AW: Der Hass in Abgrenzung zum Zorn bei Sloterdijk

Verarbeitung von Hass und Zorn ist zunächst einmal das gleiche. Ein ganz wichtiger Punkt für diese Diskussion. Hass ist ja nur gesparter Zorn, seine positive Seite ist die Tatkraft. Man könnte sagen: Hass wird in dem Moment wo er in die Welt ausgedrückt wird, wieder zum Zorn, da er nun ja vom „Sparkonto“ abgehoben wurde. Insofern hat Hass tatsächlich seine Berechtigung in Yin und Yang, im Gefüge des Ganzen.

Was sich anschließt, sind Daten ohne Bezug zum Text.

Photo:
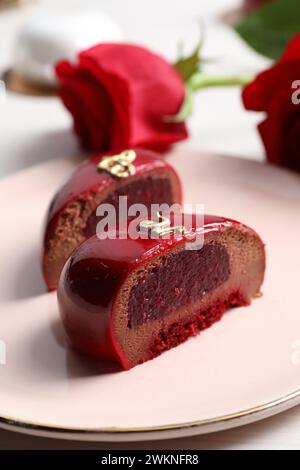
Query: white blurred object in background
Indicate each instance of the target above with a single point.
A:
(46, 39)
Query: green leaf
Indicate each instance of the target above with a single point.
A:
(269, 28)
(187, 66)
(186, 109)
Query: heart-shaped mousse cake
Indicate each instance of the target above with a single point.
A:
(128, 300)
(141, 175)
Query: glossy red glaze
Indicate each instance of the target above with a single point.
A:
(92, 278)
(87, 178)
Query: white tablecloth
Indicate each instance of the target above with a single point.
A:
(35, 129)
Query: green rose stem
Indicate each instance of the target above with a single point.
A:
(198, 81)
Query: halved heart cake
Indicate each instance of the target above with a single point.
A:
(141, 175)
(128, 300)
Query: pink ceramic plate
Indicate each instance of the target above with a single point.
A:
(242, 369)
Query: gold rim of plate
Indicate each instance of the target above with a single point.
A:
(14, 424)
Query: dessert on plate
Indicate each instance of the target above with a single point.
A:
(129, 300)
(141, 175)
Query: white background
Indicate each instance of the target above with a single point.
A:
(35, 129)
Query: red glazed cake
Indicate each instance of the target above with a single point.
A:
(141, 175)
(129, 300)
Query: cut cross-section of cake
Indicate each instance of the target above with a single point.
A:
(140, 175)
(129, 300)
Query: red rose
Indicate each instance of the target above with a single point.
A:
(272, 91)
(120, 96)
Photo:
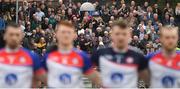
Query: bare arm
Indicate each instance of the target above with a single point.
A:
(38, 79)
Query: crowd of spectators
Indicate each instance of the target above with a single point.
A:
(38, 21)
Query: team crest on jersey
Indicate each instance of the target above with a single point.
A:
(178, 64)
(158, 60)
(169, 63)
(55, 58)
(75, 61)
(64, 60)
(11, 79)
(2, 59)
(168, 81)
(11, 59)
(117, 78)
(22, 60)
(129, 60)
(65, 78)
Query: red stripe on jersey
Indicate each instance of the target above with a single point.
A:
(173, 63)
(17, 58)
(89, 71)
(126, 65)
(40, 71)
(71, 59)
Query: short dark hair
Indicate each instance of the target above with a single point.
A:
(12, 24)
(65, 23)
(121, 23)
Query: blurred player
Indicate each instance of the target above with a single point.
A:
(18, 66)
(165, 64)
(119, 65)
(65, 64)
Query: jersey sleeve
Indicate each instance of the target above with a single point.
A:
(95, 58)
(143, 63)
(87, 68)
(37, 65)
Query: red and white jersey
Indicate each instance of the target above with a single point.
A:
(17, 68)
(65, 69)
(165, 73)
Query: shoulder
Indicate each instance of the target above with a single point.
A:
(30, 53)
(135, 53)
(152, 54)
(136, 50)
(51, 48)
(104, 50)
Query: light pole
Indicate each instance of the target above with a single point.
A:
(17, 2)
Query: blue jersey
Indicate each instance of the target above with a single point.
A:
(17, 68)
(66, 69)
(119, 70)
(165, 73)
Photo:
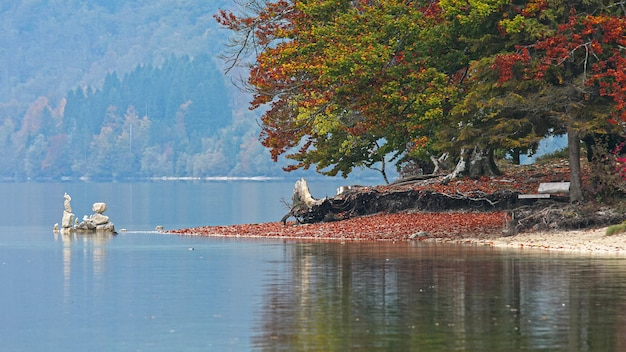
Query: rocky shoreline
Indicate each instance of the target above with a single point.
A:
(481, 211)
(484, 229)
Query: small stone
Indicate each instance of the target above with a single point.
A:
(420, 234)
(99, 219)
(99, 208)
(68, 220)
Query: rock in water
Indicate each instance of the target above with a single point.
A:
(68, 220)
(99, 208)
(99, 219)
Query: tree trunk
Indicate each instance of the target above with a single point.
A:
(302, 201)
(481, 163)
(573, 148)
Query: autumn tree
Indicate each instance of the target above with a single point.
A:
(348, 83)
(574, 54)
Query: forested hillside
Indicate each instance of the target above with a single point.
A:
(111, 89)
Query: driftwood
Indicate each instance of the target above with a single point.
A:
(359, 201)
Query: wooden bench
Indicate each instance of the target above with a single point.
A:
(547, 190)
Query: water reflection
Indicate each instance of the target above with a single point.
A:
(93, 246)
(381, 297)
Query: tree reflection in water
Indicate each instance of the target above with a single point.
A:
(419, 296)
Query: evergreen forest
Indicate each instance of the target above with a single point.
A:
(114, 90)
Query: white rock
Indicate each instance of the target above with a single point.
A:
(68, 220)
(66, 203)
(99, 219)
(99, 207)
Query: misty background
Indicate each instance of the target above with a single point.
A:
(112, 90)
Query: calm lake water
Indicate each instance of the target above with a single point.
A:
(144, 291)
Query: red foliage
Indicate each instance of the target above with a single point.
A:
(398, 226)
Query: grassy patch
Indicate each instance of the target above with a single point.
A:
(615, 229)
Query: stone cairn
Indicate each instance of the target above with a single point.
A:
(68, 217)
(96, 222)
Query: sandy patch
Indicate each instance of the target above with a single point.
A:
(589, 241)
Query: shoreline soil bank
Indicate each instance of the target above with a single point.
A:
(480, 228)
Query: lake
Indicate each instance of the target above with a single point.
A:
(146, 291)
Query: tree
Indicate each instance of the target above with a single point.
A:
(577, 50)
(347, 83)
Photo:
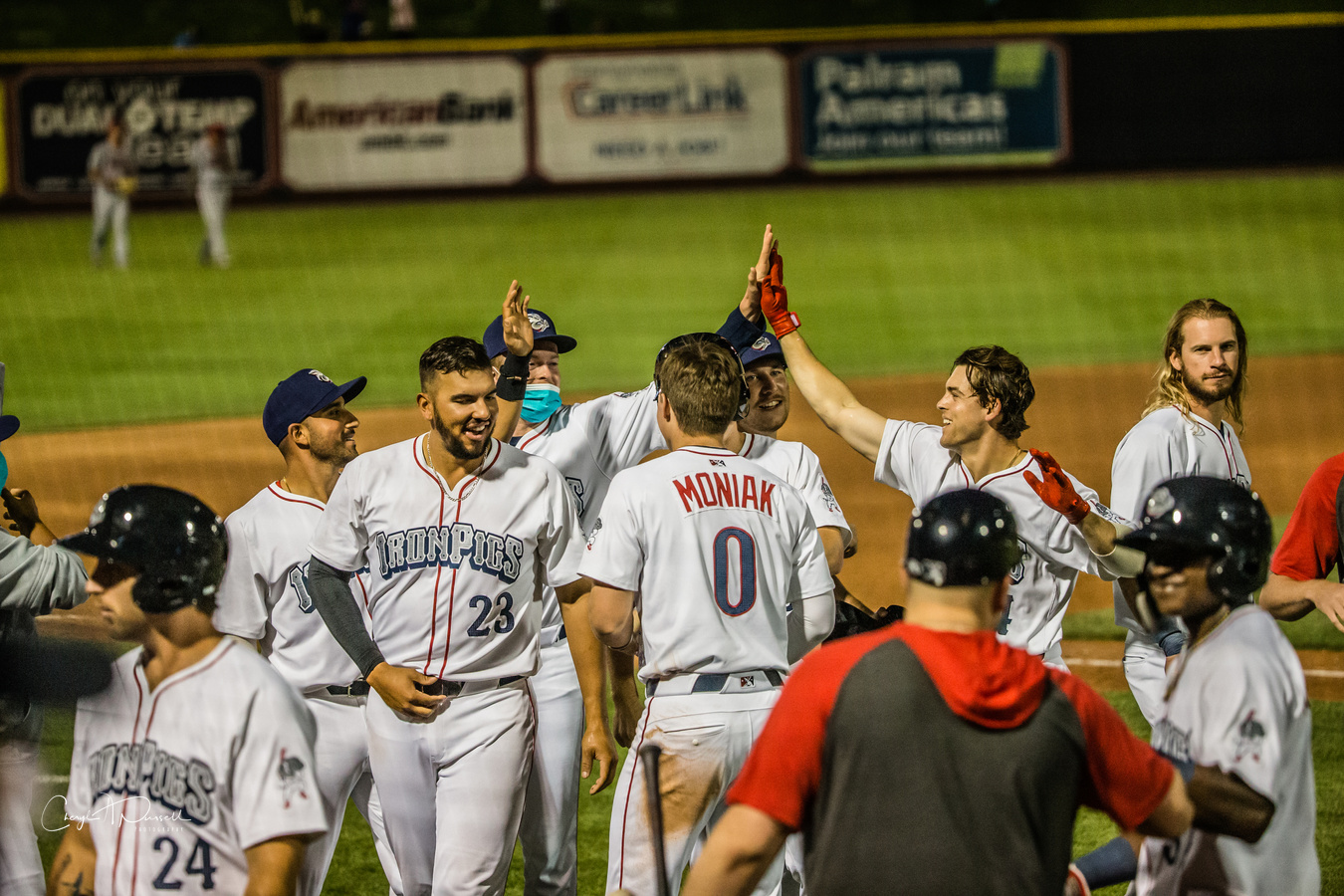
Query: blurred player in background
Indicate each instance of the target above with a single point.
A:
(1189, 429)
(696, 559)
(112, 172)
(461, 533)
(34, 579)
(1310, 547)
(1062, 526)
(930, 757)
(1235, 700)
(590, 442)
(214, 164)
(194, 772)
(264, 596)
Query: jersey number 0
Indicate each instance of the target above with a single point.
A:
(746, 563)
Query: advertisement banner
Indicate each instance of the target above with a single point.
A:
(661, 115)
(920, 108)
(395, 123)
(164, 112)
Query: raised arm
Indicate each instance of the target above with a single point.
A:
(513, 380)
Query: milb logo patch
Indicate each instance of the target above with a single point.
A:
(449, 546)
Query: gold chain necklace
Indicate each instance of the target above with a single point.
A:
(442, 483)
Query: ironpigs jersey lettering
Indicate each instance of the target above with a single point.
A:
(1054, 551)
(265, 596)
(714, 569)
(797, 465)
(1239, 703)
(176, 784)
(1162, 446)
(590, 442)
(456, 573)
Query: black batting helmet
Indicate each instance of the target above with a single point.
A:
(1199, 516)
(963, 538)
(175, 545)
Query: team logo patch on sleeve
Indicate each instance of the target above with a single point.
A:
(291, 782)
(1250, 737)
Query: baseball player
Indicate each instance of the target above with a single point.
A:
(1310, 547)
(112, 172)
(590, 442)
(1189, 427)
(1236, 697)
(264, 596)
(194, 772)
(695, 559)
(212, 160)
(460, 534)
(34, 579)
(1062, 526)
(979, 795)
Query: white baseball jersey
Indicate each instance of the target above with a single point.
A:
(1162, 446)
(717, 547)
(590, 442)
(265, 596)
(798, 465)
(454, 573)
(1054, 551)
(1239, 703)
(176, 784)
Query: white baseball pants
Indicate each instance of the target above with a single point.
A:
(705, 739)
(340, 754)
(452, 788)
(550, 829)
(212, 203)
(111, 208)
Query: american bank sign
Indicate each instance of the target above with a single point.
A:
(403, 123)
(661, 115)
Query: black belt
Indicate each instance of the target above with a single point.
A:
(714, 681)
(444, 688)
(357, 688)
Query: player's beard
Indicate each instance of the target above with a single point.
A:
(1209, 394)
(454, 443)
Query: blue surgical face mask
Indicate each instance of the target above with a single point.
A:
(540, 402)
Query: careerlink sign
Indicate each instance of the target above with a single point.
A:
(991, 105)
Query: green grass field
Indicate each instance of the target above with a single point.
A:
(887, 278)
(1062, 272)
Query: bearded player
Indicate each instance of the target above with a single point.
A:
(1063, 527)
(590, 442)
(194, 772)
(696, 559)
(461, 533)
(1189, 429)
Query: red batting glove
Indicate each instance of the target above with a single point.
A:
(1056, 491)
(775, 299)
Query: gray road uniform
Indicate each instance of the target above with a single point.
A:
(33, 580)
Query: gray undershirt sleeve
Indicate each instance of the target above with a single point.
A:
(335, 602)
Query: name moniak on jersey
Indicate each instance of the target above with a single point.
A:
(449, 546)
(726, 491)
(144, 770)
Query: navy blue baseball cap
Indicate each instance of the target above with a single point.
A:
(765, 346)
(542, 328)
(302, 395)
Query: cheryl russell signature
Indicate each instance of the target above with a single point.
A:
(136, 810)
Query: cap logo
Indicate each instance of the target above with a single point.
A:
(1160, 503)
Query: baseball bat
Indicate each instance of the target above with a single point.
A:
(651, 754)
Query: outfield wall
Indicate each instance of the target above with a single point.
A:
(655, 109)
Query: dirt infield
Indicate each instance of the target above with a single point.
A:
(1293, 422)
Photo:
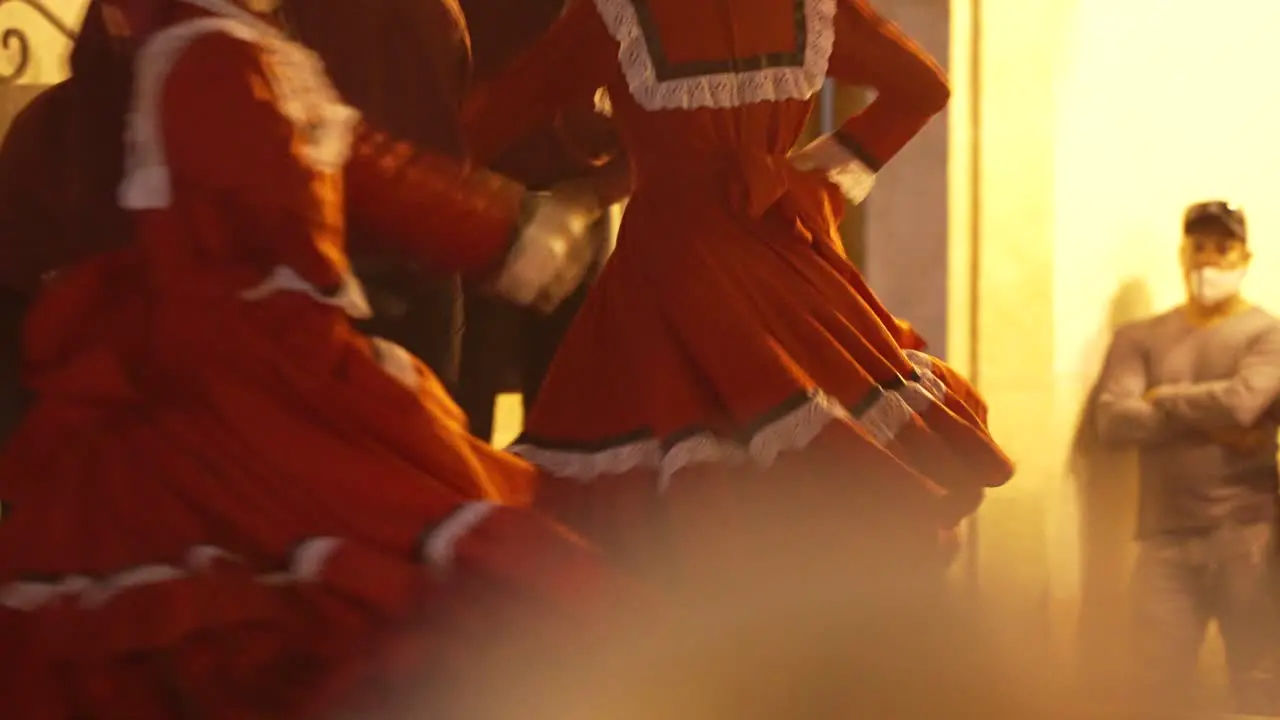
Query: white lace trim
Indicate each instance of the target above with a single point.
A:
(887, 415)
(722, 90)
(551, 256)
(397, 363)
(302, 90)
(844, 169)
(350, 299)
(439, 547)
(306, 565)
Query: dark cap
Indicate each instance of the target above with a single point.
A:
(1215, 217)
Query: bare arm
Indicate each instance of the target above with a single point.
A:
(1124, 417)
(1234, 402)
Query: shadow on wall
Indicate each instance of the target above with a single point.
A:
(1106, 483)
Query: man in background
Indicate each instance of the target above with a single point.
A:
(1191, 390)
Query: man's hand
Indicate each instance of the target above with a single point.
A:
(1159, 392)
(1246, 440)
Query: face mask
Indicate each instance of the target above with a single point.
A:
(1211, 286)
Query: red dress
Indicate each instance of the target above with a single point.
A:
(224, 495)
(728, 343)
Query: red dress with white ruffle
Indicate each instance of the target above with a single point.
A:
(730, 350)
(225, 496)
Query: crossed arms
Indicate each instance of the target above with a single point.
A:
(1133, 411)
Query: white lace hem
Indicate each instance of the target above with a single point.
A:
(306, 565)
(350, 299)
(720, 90)
(883, 419)
(844, 169)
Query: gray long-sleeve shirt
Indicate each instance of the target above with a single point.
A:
(1217, 377)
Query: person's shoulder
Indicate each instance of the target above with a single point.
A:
(1265, 320)
(1144, 327)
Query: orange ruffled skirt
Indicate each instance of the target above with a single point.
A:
(723, 361)
(225, 510)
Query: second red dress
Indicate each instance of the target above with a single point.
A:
(225, 499)
(730, 355)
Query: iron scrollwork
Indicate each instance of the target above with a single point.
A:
(16, 42)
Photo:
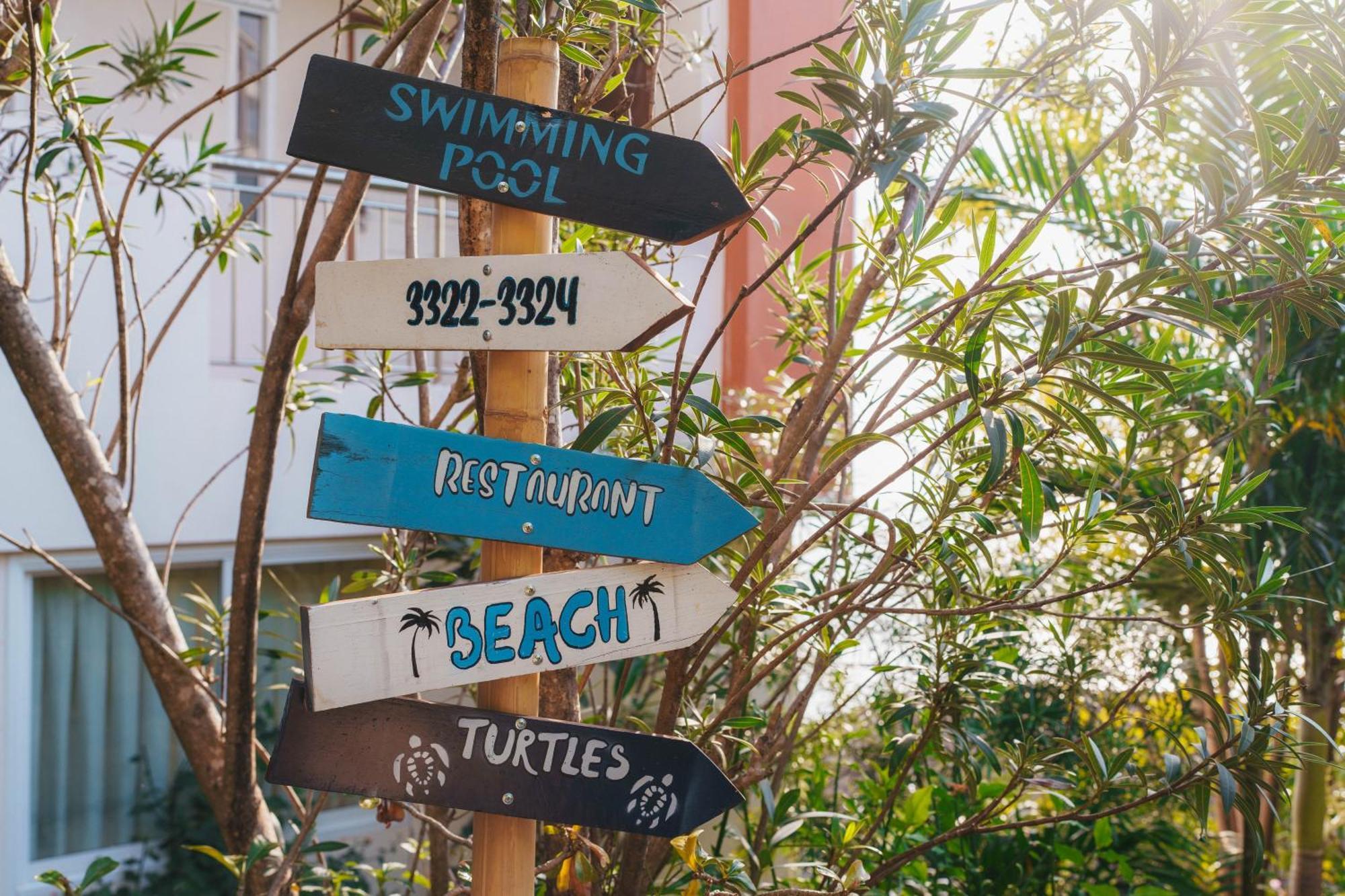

Nehmen wir z.B. die Revolution von Kuba. Da geht es den armen Menschen jetzt besser als vorher (auch wenn sie jetzt immer noch sehr arm sind). Aber wie viel Sammlung von Zorn war erst nötig damit das Hasskonto zur Umsetzung dieser Revolte hoch genug war?
Andererseits werden Revolutionen meistens zu einem Riesen Aufwand um wenig. Die Französische Revolution ist da ein gutes Beispiel, wo kurz nach der Umsetzung die Führung wieder genauso elitär und von Vetternwirtschaft geprägt war. Eine Evolution, d.h. eine Änderung im kleinen Schritten scheint also zumindest normalerweise optimaler.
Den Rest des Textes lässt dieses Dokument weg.